This man has a platform of hate dressed up as support for the 'Aussie battler' – that is someone who is white, middle-class and ignorant, who buys into white supremacy. He feels safe to make a speech full of hatred, because his views are well-supported. Fundamentally, they are not outrageous to a significant portion of the Australian community, which indicates clearly that he is a symptom of a much larger problem.
He has quoted politicians who have shared his views throughout history and he has joined the ranks of powerful white men and women who have used their platform of power to oppress and discriminate against those who are ‘other.’ He advocates for the revival of the White Australia policy and celebrates ‘discrimination in favour of European people’. While he avoids using the words 'White Australia’, anyone familiar with the historical context and the immigration policies knows what’s really being said.
Anning feels safe using his platform of power to spread hate, because others before him have laid the groundwork.
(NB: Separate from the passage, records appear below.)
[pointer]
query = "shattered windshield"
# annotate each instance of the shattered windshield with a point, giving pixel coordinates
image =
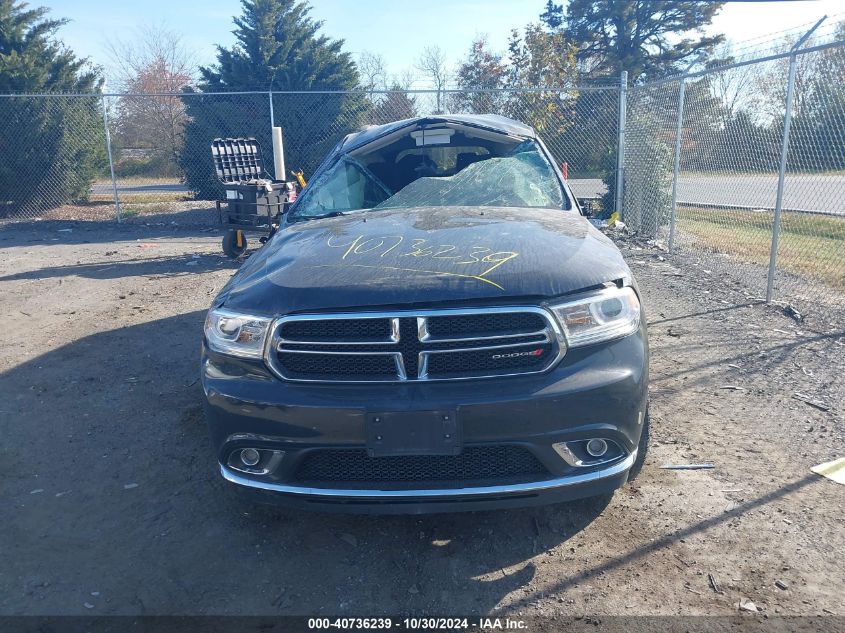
(522, 177)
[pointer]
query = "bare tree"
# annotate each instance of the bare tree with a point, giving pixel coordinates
(734, 88)
(373, 72)
(157, 62)
(432, 62)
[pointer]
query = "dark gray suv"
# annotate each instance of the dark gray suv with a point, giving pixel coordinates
(435, 326)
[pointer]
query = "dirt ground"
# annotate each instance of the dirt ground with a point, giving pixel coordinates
(112, 504)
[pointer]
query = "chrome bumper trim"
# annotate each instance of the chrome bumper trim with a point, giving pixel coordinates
(380, 495)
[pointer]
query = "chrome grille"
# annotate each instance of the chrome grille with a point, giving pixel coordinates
(448, 344)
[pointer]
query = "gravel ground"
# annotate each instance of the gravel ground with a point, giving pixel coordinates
(113, 505)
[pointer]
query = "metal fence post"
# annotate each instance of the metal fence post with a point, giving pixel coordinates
(784, 152)
(111, 159)
(620, 144)
(272, 115)
(678, 130)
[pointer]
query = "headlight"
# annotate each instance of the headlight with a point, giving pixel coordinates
(600, 316)
(236, 334)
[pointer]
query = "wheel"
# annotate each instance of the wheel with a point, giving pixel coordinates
(642, 448)
(234, 243)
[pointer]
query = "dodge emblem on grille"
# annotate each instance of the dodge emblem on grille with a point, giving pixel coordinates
(536, 352)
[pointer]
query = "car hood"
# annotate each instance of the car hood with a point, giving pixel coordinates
(423, 256)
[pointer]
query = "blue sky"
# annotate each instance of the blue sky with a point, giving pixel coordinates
(397, 29)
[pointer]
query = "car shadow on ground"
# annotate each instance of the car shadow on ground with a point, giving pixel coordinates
(186, 223)
(122, 498)
(117, 267)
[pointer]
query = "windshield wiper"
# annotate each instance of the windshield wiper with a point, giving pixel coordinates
(330, 214)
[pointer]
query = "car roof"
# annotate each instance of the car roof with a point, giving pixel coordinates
(493, 122)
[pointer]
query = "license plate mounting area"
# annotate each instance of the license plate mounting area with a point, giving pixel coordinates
(395, 433)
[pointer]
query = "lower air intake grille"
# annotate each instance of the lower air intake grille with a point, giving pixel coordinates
(490, 464)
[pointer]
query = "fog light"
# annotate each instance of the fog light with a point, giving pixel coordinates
(250, 456)
(596, 447)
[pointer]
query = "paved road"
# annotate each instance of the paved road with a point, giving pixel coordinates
(105, 188)
(806, 192)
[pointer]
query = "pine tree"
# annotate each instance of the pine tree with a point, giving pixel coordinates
(482, 69)
(279, 48)
(58, 141)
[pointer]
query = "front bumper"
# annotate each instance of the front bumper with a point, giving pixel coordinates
(599, 391)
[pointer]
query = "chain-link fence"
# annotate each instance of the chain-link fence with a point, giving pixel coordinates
(714, 169)
(156, 155)
(718, 173)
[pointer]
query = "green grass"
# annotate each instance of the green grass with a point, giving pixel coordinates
(812, 246)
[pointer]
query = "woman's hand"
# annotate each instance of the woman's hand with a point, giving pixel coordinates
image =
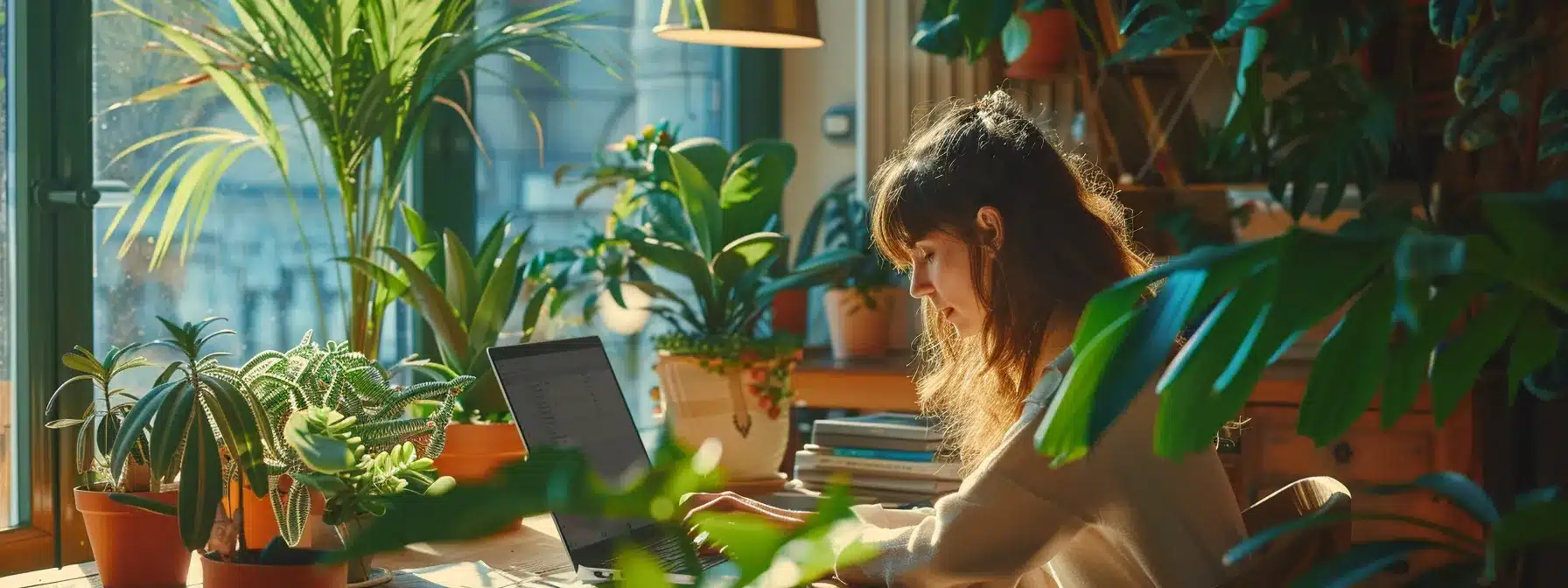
(731, 502)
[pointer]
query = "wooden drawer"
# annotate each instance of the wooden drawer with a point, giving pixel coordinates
(1272, 455)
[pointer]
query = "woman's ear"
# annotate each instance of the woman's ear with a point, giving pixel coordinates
(988, 225)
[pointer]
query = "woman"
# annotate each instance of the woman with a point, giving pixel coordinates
(1004, 245)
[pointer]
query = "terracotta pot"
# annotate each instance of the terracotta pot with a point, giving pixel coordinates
(261, 522)
(1051, 43)
(857, 330)
(791, 312)
(226, 574)
(332, 538)
(474, 451)
(134, 548)
(703, 405)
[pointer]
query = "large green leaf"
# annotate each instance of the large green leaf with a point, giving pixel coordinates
(698, 200)
(1459, 364)
(138, 417)
(496, 301)
(1242, 16)
(201, 485)
(1156, 35)
(753, 190)
(241, 431)
(1194, 403)
(1350, 366)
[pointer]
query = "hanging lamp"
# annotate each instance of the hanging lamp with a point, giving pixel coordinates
(760, 24)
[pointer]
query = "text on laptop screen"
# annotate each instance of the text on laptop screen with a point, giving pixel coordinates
(565, 394)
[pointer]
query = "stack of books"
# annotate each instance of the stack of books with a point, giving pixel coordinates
(886, 457)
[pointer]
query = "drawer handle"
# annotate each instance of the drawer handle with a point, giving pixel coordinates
(1342, 453)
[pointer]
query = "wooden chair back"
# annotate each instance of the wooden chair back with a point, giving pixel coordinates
(1292, 556)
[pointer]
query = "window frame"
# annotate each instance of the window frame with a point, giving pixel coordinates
(52, 275)
(52, 176)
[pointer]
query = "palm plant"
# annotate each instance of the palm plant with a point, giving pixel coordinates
(368, 75)
(370, 410)
(465, 297)
(101, 424)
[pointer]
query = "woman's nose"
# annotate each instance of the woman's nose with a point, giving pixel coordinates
(920, 283)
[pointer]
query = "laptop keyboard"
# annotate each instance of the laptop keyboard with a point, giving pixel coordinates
(668, 554)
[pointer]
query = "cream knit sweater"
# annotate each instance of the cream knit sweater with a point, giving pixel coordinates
(1122, 516)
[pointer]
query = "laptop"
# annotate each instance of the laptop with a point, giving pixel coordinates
(565, 394)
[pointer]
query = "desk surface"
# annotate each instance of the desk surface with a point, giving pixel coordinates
(507, 560)
(497, 562)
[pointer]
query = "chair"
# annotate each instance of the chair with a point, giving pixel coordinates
(1291, 556)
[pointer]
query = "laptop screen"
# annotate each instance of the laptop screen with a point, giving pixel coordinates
(565, 394)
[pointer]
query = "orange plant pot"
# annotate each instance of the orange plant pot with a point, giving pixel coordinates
(261, 522)
(1051, 43)
(226, 574)
(475, 451)
(134, 548)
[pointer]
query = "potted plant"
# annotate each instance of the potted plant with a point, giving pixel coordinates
(863, 297)
(132, 548)
(209, 430)
(336, 378)
(716, 354)
(364, 79)
(354, 480)
(465, 298)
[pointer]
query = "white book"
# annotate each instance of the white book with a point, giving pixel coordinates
(916, 469)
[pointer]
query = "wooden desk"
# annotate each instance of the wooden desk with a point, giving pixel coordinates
(508, 560)
(871, 384)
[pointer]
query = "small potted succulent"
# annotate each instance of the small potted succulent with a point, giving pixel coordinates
(465, 298)
(864, 297)
(716, 354)
(209, 430)
(334, 378)
(132, 548)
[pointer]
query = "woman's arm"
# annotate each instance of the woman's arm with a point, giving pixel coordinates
(1009, 520)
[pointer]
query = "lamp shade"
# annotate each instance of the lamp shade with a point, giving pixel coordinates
(762, 24)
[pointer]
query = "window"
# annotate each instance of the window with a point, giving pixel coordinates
(10, 479)
(256, 261)
(593, 108)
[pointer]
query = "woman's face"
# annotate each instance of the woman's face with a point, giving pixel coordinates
(940, 273)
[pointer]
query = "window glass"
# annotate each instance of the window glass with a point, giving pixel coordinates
(592, 108)
(263, 255)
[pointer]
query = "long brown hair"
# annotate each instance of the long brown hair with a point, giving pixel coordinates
(1063, 241)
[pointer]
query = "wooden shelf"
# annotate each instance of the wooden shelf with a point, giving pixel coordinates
(863, 384)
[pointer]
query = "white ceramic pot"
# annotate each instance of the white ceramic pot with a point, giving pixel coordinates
(857, 330)
(703, 405)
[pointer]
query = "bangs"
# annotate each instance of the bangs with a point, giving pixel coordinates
(902, 211)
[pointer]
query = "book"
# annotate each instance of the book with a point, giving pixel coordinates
(875, 453)
(808, 459)
(892, 425)
(863, 441)
(880, 482)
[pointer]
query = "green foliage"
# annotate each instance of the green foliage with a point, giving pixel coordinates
(101, 424)
(368, 75)
(332, 410)
(968, 27)
(696, 211)
(196, 407)
(352, 480)
(465, 298)
(844, 225)
(560, 480)
(1479, 560)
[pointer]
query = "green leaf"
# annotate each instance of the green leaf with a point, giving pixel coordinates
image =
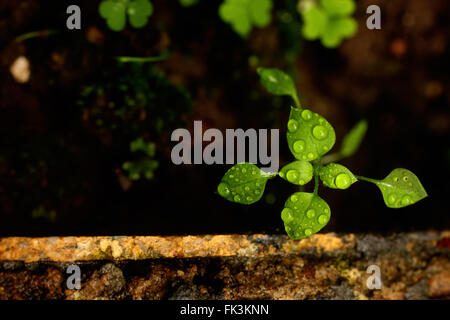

He may have drawn inspiration or assumed support from his contemporaries like Pauline Hanson, Peter Dutton, Bob Katter, Tony Abbott and others.
The other problem to which this points, is that the Australian parliament as an institution is a racist institution, despite any rumblings of discontent that Anning’s speech may provoke. The only real horror the majority of these politicians will feel is that this white supremacy was out and proud, instead of the usual subterfuge that is employed by the two major political parties. It is convenient to the two major parties to have ‘renegades’ like One Nation and the Katter Party, because these parties make the more insidious and covert racism employed by the dominant parties appear to be measured and reasonable.
Racism is – by definition – the use of power to assert dominance against other, to oppress other and to do so on the basis of race. This has been the status quo of Australian Parliament since 1901 and the British colonialists before that. Racism is not new to the Australian Parliament nor is white supremacy.
The fact that some people seem shocked by this speech is galling to me, given that we have been highlighting the racism in this country since day one of the arrival of the colonial forces.
We have a government that has cleverly marketed itself as ‘conservative’ and ‘economically sensible’ however, the reality is its policies and the opinions of its members have more in common with white supremacists of yesteryear than it would admit.
We have politicians who maintain the narrative of Indigenous dependence upon the taxpayer dollar, which is an outright lie as non-Indigenous Australians continue to benefit from proceeds of crime. We have politicians who give press conferences of an ‘African crime problem’, which is factually inaccurate – particularly when examined statistically against crimes perpetrated by white people.
We have politicians who condemn the people displaced by wars Australia has fought in with our ‘allies’ for seeking safety in our country, which while marketing itself to the world to be a place of the ‘fair go’, locks them up indefinitely and denies them basic human rights.
We have politicians who label anyone violent that is ‘other’ a terrorist, while similar crimes perpetrated by white people are labelled as ‘mental illness’, because white people seemingly cannot be terrorists.
Australia is a racist country, a xenophobic country, a grossly misogynistic country and until we acknowledge this reality instead of clinging to false narratives and believing lies perpetuated on propaganda programs packaged as current affairs, we will not ever grow.
Senator Anning is a white supremacist. He was elected to Parliament. He is in a position of power and he has used this power to state his agenda clearly. His speech reveals that his agenda is the hatred of ‘other’ and the promotion of white people. Make no mistake, he is well supported by many Australians, including many of those sitting in parliament, pretending they are appalled by what he says. The fact that there is shock at what he says is demonstrable of the level of ignorance and apathy that is within the Australian community.
Australians don’t want their racism and privilege magnified, so some will be ‘appalled’ by what was said in Parliament, but whether this translates into any action to address the problems this country has with privilege, racism, bigotry, misogyny and colonisation is something we should not await with breath held. This government has ascended because of the ignorance of Australians and they’re banking on the continuation of this pattern.
Senator Anning’s views are reprehensible, but he is not the problem – he is the symptom of a much larger problem. This country has proven time and time again that it will not make change to address the larger problem.